Le sabbat et le mouron

Une semaine après le navrant vote populaire relevant à 65 ans l'âge de la retraite des femmes, dans la manifestation lausannoise la colère s'exprimait ainsi contre Alain Berset :"de la part d'un ministre socialiste, c'est une honte de soutenir une mesure antisociale", résumait une militants de la Grève féministe. Et une autre résumait : nous ferons de notre rage une force pour la Grève féministe du 14 juin. Avant quoi, aujourd'hui,c'est la journée internationale de lutte pour les droits des femmes. Ni la fête des mères, ni la fête de la femme, ou des femmes, mais celle de la lutte pour leurs droits. Tous leurs droits. De toute les femmes. Dans le calendrier pataphysique, le 8 mars, c'est le jour du sabbat. Et dans le calendrier républicain, le jour du mouron. Un sabbat pour les droits, et du mouron pour qui les nie.

Rendez-vous pour la manifestation de la journée de lutte, 17 heures, rue du Mont-Blanc.

"Jin, jihan, azadi" ("Femmes, vie, liberté")

Quel contenu aura cette journée internationale de lutte pour les droits des femmes, qui va précéder de trois mois la grève féministe du 14 juin ? Celui du slogan des femmes kurdes d'Iran, "Jin, jihan, azadi" ("Femmes, vie, liberté") pourrait les résumer toutes.

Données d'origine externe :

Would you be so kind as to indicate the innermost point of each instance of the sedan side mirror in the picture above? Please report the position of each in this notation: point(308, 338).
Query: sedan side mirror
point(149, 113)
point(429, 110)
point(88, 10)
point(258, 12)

Les revendications, les proclamations du 8 mars annoncent celles du 14 juin : d'abord, la solidarité avec les femmes du monde entier qui paient de leur vie leur résistance à la négation de leurs droits, comme en Iran, en Afghanistan, ou sont confrontées à la guerre, aux exactions et à l'exil, comme les Ukrainiennes.
La solidarité, ensuite avec les femmes en situation de handicap, victimes de violences sexistes, invisibilisées, privées de leurs
droits à l’autodétermination, à l’éducation, à l’autonomie, à l’emploi, aux soins, à l’accessibilité à l’espace public, aux logements, aux écoles et aux lieux de formation, professionnels ou de loisirs.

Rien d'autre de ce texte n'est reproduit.